ちょっと気になって調べてみたら、石原慎太郎(当選するんだろうなぁ)の『十代のエスキース』というのが紹介されてました。下の怪しげなネット(右っぽい)書店で三浦朱門や室生犀星の「肉筆ではない豪華直筆本」←謎な表現を発見しました。国立国会図書館には現物があるんでしょうね。

http://myshop.7andy.jp/myshop/acqe36?shelf_id=05

1TRA さんのコメント...

takebow師匠、こんなマニアックな話題にコメントありがとうございます(感涙)。
ご指摘のネット書店、見ましたが、ホントに右っぽいですね(笑)。しかも、書店のくせに現物を見たことがないところが笑わせる。いずれにせよ、これを見たことで成瀬書房の本が流通してることを確認できました。ありがとうございます。
またぞろ石原都政4年間ですね。
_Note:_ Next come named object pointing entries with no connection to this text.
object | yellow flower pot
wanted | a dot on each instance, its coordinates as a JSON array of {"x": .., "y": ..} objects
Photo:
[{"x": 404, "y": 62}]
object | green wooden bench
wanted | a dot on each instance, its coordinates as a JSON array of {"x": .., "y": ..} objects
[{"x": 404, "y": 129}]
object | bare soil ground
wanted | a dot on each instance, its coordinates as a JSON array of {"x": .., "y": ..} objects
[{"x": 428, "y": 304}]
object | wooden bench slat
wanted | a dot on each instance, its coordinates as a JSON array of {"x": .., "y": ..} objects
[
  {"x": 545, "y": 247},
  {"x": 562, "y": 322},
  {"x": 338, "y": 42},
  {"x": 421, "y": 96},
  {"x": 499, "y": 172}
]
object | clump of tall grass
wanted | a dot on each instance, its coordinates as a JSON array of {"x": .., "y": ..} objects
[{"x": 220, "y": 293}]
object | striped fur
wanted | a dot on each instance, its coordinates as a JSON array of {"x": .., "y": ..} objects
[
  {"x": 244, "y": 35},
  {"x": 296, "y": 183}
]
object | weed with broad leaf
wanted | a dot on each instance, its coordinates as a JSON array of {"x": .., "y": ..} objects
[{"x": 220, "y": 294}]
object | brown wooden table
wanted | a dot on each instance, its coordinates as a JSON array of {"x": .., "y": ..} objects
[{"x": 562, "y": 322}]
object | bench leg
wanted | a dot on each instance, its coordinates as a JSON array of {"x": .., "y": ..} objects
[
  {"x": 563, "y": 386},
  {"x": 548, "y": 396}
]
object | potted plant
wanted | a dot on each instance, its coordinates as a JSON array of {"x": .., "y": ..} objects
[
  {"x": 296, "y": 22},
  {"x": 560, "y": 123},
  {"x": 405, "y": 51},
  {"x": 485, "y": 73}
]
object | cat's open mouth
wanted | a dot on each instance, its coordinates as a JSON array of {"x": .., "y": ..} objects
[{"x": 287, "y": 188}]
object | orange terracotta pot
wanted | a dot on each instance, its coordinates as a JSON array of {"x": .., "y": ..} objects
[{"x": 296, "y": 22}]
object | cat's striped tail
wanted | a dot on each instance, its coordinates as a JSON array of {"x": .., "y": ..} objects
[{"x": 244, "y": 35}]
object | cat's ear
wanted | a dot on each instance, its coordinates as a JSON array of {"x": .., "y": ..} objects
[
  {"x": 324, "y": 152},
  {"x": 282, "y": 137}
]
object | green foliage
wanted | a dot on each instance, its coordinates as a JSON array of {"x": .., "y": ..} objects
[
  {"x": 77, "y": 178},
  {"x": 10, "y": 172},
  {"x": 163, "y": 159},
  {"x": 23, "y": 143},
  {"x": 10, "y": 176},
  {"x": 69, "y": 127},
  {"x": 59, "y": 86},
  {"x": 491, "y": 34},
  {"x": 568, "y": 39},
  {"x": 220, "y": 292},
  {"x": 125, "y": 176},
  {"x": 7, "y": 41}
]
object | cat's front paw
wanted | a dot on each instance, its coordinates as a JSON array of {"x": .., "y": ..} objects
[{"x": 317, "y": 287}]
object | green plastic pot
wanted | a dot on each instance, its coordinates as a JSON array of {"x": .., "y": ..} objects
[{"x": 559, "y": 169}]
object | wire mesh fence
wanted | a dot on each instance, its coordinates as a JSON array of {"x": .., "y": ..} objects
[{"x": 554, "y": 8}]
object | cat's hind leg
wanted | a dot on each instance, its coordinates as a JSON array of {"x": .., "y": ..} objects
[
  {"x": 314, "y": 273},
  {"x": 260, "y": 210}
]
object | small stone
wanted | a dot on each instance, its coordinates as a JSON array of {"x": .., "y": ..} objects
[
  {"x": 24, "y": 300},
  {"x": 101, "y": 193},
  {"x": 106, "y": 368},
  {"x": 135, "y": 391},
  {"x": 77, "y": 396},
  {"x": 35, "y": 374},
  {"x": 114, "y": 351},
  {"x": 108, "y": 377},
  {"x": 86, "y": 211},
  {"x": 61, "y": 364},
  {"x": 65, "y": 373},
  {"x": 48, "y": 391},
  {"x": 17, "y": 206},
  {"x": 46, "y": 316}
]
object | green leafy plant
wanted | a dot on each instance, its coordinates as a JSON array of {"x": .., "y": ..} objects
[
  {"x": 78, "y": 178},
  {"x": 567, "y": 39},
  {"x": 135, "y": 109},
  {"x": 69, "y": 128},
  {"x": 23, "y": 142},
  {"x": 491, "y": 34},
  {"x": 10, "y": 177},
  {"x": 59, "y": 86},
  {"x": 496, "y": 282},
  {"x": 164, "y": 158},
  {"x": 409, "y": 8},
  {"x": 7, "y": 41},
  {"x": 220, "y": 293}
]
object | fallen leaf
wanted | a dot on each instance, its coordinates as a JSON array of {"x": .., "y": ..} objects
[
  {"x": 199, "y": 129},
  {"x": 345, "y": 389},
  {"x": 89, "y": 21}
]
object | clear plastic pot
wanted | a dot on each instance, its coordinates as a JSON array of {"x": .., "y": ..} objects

浅野ならひょっとするとひょっとするぞ、とか思ってたんですが、まるで勝負にならなかった。石原人気は根強いですねー。

匿名 さんのコメント...

幻の「東京オリンピック話」に期待している輩の多いこと。ちょっと考えれば、無理なの分かりそうなのに。今日のインタビューが傲慢だって怒っている人いたけど、そんなら入れるなよ。そういうヤツじゃん。

1TRA さんのコメント...

傲慢でも知名度やら歯に衣着せぬ差別発言やらテレビ局の協力(半生のテレビドラマ化)やらで、なんとなく石原な人が多いってことなんでしょうね。石原は経世会をあれほど口汚くののしる癖に、オリンピック招致ではしっかりゼネコンと組んでる(推測ですが)。
私はご本人も好きじゃないがバカヅラ下げたその息子たちはもっと嫌いです。一族を国家の中枢に堂々とのさばらせているという事実を、なぜみんな容認すんのかがわからない。

匿名 さんのコメント...

そういえば、上の石原氏の10代の画集なんですが、表紙だけなら見れます。お探しの成瀬書房版では珍しいかと思いますが、いかが?

http://www.bk1.co.jp/product/1743273/?partnerid=99easylink

1TRA さんのコメント...

takebow師匠、お返事が遅れてしまいすいません。つい失念してしまいました。
師匠が知らせてくれた石原氏の画集、mixiで友人に教えたんですが、デザイン的に珍しいので「欲しい~」とか言っておりました(友人はデザイナーです)。

匿名 さんのコメント...

http://www.isbn-center.jp/cgi-bin/isbndb/isbn.cgi
成瀬書房連絡先 千葉県船橋市
047-448-3722

山本正史 さんのコメント...

成瀬書房を検索していましたら、このブログがありましたので、投稿させていただきます。

成瀬書房さんの代表は、三笠書房を退社されて出版業を始めたとは、奥さんが書かれた成瀬書房発刊の「ひとり出版社」に記されています。小生はそれを本日読んでいたので、成瀬書房を検索していたわけです。

本は愛書家に購入されたようです。まあ、「高度成長時代の産物」といえばそれは間違ってはいないと思いますが、現在も愛書家はおり、豆本なども高い値段で流通しています。

まあ、小生はまつやま書房という1500円前後の本を出版している出版社(創業1980年)ですが。

代表は愛蔵本を見て悦になっていたとは奥さんの文書ですので、ほんとに本人も愛書家であったのだと思います。